Aileen had jumped off her horse and gone in to the old man the moment we came up and she heard his voice.

All that long night we could hear him talking to himself, groaning, cursing, shouting, arguing. It was wonderful how a man who talked so little as father could have had so many thoughts in his mind. But then they all are boxed up together in every man's heart. At a time like this they come racing and tumbling out like a flock of sheep out of a yard when the hurdle's down. What a dashed queer thing human nature is when you come to think of it. That a man should be able to keep his tongue quiet, and shut the door on all the sounds and images and wishes that goes racing about inside of his mind like wild horses in a paddock!

One day he'll be smiling and sensible, looking so honest all the time. Next day a knock on the head or a little vein goes crack in the brain (as the doctor told me); then the rails are down, and everything comes out with a rush into the light of day—right and wrong, foul and fair, station brands and clearskins, it don't make no difference.
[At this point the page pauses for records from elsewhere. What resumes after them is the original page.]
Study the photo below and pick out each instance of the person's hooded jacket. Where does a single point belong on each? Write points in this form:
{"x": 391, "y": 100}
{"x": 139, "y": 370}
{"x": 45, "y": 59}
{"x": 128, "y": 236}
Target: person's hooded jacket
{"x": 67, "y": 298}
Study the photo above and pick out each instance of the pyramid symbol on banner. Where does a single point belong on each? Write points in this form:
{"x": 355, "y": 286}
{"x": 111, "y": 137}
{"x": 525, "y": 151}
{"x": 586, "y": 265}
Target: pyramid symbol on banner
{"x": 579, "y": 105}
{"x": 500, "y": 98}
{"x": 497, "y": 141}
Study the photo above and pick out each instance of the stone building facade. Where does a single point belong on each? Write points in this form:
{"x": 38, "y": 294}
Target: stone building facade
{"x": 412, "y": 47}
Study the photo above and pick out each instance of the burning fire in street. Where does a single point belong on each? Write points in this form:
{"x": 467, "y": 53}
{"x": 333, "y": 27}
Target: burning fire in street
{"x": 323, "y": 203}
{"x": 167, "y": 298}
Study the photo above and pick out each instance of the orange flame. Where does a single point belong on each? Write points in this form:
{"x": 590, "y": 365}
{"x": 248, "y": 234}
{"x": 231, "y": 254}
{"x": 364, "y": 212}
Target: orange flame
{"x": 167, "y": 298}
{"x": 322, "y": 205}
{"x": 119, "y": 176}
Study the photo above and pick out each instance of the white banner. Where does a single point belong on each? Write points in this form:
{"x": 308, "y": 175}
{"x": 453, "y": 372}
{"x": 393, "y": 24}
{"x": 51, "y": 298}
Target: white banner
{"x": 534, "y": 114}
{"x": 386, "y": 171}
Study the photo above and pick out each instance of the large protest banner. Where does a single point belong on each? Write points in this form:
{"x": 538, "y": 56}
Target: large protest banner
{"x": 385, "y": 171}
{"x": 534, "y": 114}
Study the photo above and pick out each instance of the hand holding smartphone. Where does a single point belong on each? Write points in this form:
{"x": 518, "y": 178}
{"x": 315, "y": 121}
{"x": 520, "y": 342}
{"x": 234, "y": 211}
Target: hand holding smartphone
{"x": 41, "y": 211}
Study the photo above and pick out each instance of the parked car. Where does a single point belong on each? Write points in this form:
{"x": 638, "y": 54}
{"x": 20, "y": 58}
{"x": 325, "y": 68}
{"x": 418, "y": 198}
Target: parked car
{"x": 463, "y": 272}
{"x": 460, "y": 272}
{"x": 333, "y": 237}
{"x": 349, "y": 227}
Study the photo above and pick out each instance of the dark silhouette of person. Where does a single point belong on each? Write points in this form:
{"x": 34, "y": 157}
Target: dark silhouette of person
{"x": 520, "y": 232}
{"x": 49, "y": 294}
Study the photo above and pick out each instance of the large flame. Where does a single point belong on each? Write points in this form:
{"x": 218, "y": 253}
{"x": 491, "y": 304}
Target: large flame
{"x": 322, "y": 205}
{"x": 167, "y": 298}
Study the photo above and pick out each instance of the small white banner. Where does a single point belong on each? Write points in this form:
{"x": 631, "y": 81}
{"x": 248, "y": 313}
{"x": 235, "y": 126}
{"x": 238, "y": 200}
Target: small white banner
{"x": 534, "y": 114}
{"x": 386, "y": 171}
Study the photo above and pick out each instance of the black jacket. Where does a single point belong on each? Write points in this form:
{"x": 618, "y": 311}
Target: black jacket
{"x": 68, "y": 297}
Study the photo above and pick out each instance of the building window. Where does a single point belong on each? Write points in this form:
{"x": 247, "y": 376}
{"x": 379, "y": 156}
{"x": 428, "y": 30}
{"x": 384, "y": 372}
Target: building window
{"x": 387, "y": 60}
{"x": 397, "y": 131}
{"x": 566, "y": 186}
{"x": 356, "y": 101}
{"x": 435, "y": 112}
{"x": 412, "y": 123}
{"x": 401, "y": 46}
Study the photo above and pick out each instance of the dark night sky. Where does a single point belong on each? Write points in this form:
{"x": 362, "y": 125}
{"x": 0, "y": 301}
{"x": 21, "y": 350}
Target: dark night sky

Father was always one of the closest men that ever lived. He never told us much about his old life at home or after he came out here. Now he was letting drop things here and there that helped us to a few secrets he'd never told to no man. They made poor Aileen a bit more miserable than she'd been before, if that was possible; but it didn't matter much to us. We were pretty tired ourselves that night, and so we got Aileen all she wanted, and left her alone with him.

While we were away to meet her some one had taken the trouble to put up a bit of a partition, separating that part of the cave from the other; it was built up of stone—there was plenty about—and not so roughly done either. It made Aileen feel a lot more comfortable. Of course there was only one man who could have done it; and that was Starlight.

Towards morning father went into a heavy sleep; he didn't wake till the afternoon. Poor Aileen was able to get a doze and change her dress. After breakfast, while we were having a bit of a chat, in walks Starlight. He bowed to Aileen quite respectful, as he always did to a woman, and then shook hands with her.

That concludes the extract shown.